Losing a music venue
Rocko said he has no idea what the owner of the building plans to do with the space, but both he and Bruton seemed to think that it was unlikely it would remain a live music venue of any kind.
“We always had to be restricted of our noise because of the tenants upstairs because there were businesses upstairs,” Rocko said. “We weren’t allowed to make noise until 8 p.m., so with an hour sound check, that’s opening the doors at 9. … I would have loved to have opened earlier but it was one of the things we had to deal with in that space.”
The loss of three20south is going to leave a hole in the music scene of Summit County, Bruton said, a void that will be hard to fill.
“It’s going to have an A-bomb sort of impact,” Byers said. “Without the proper venue and without the proper people in place booking it, you’re not getting nearly the caliber or consistency of musicians that come through that people there have come to expect over the past 15 winters.”
Dewey said when he found out three20south would be closing, his initial reaction was being bummed, followed by the thought, where are we going to play in Breckenridge?
“I’m kind of at a loss for words, I think,” he said. “To not think there will be a strong music club in Breckenridge. I moved out here 10 years ago and I’ve seen musicians in that room for that long and it’s been around a lot longer than that. I don’t know what to think.”
Rocko said closing the venue would have an impact on a lot of touring musicians.
“For a local band, there’s not very many places to play and not many spots where you’re going to headline,” Bruton said. “In the Denver market, it’s all bigger clubs, so it was good for them to come up and play and work and do their thing.”

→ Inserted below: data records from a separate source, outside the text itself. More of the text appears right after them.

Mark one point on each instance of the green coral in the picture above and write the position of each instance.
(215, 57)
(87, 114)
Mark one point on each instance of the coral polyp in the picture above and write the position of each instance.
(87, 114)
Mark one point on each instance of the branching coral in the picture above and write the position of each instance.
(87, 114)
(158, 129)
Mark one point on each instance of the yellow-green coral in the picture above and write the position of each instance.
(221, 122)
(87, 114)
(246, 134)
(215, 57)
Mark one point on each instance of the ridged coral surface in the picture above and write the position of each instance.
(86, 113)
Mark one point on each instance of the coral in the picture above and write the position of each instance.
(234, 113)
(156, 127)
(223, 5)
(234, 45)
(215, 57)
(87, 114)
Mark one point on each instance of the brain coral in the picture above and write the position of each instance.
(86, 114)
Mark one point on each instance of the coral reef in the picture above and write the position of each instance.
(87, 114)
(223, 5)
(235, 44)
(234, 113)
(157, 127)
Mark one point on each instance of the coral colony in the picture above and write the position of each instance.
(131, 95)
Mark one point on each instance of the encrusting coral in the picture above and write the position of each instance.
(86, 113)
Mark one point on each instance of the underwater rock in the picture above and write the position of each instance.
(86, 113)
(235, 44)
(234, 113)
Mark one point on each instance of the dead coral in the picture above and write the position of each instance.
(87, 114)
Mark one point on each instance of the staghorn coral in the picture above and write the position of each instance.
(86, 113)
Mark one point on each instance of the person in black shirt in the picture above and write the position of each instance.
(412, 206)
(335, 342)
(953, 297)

“It’s one less place for them to play,” Rocko said. “We were always a good stop because they could go to Denver and then play us on the off nights or make the stop between Denver and Aspen and walk into a place with a great sound system and just be treated well.”
Time to move on
Byers said he would miss everything about three20south, but though the venue is gone, live music in Breckenridge isn’t necessarily going to disappear with it. He said he and Rocko would always be involved with bringing music to the town on some level, including booking acts to other venues on a freelance basis.
“I’ve always admired that Rocko’s a hard-working guy who didn’t just sit back on his club as his only source of income,” Byers said. “He’s always impressed me with his drive and work ethic, especially in the face of a very difficult operation to maintain year-round. So those are qualities that I work with and will continue to work with. Having a venue or not, he’s still a good partner in the business.”

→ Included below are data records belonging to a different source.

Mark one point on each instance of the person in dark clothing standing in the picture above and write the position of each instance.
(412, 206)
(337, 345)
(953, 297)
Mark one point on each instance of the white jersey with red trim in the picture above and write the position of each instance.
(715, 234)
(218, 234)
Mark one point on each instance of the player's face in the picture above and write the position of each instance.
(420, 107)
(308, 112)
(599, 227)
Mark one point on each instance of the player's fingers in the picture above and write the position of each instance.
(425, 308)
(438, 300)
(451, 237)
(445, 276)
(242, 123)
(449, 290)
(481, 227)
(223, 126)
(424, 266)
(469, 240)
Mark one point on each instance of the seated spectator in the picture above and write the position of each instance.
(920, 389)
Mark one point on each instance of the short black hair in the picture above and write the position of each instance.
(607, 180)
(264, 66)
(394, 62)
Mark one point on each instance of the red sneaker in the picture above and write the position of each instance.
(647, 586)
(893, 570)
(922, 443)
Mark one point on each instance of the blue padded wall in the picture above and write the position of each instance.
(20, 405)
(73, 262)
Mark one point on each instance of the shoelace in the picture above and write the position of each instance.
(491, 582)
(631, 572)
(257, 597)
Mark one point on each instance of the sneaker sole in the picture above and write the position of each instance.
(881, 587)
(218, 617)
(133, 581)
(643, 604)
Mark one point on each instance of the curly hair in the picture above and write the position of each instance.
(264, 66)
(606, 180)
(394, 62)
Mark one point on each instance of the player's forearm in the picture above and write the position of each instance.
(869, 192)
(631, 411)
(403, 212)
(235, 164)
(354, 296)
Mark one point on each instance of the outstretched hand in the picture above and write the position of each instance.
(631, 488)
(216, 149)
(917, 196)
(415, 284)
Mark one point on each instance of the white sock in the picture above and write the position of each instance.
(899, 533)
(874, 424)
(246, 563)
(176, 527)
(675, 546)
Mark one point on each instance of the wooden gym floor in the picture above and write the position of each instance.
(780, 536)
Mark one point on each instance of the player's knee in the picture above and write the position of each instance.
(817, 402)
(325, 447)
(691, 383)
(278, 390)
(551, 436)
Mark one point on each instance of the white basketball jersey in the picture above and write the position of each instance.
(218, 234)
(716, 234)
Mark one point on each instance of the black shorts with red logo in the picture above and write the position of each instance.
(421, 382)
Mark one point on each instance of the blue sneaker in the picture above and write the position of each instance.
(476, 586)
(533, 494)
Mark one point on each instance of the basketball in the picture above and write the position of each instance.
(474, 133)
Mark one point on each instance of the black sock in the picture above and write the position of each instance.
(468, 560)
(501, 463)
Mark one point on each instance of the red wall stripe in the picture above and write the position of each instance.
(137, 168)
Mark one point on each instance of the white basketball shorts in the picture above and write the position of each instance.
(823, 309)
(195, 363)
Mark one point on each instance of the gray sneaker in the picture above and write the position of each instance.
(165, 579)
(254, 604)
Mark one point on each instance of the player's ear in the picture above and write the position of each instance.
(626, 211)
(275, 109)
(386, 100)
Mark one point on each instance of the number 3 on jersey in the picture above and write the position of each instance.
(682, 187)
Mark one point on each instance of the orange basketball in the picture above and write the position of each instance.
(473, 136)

“Right now, I’m just catching my breath,” Rocko said. “What we represented and what the three20 brand represents — even if (the audience) didn’t know the band, they knew that it would be a good show — there’s something we can do. Maybe take that into a different situation; at the very least, have some bigger shows in different rooms in the upcoming winter.
“Hopefully, I can play some part in bringing music back to Summit County, at least at the caliber that we were bringing.”
Bringing back the music is one thing; opening a new venue likely isn’t in the cards.
“I’m not sure about entering into another venue,” Rocko said. “The numbers just have to be right. It’s just a tough business and we always had it stacked against us, so attaching to an actual place where you have to pay rent is pretty tough.”
“Overall, it’s just a really sad thing,” Bruton said about saying so long to three20south. “There’s going to be a big gap, and I don’t know who would be able to step in or where it would happen since it sounds like the building owner isn’t going to another venue. We have a sound system, we have a network — so we’ll see.”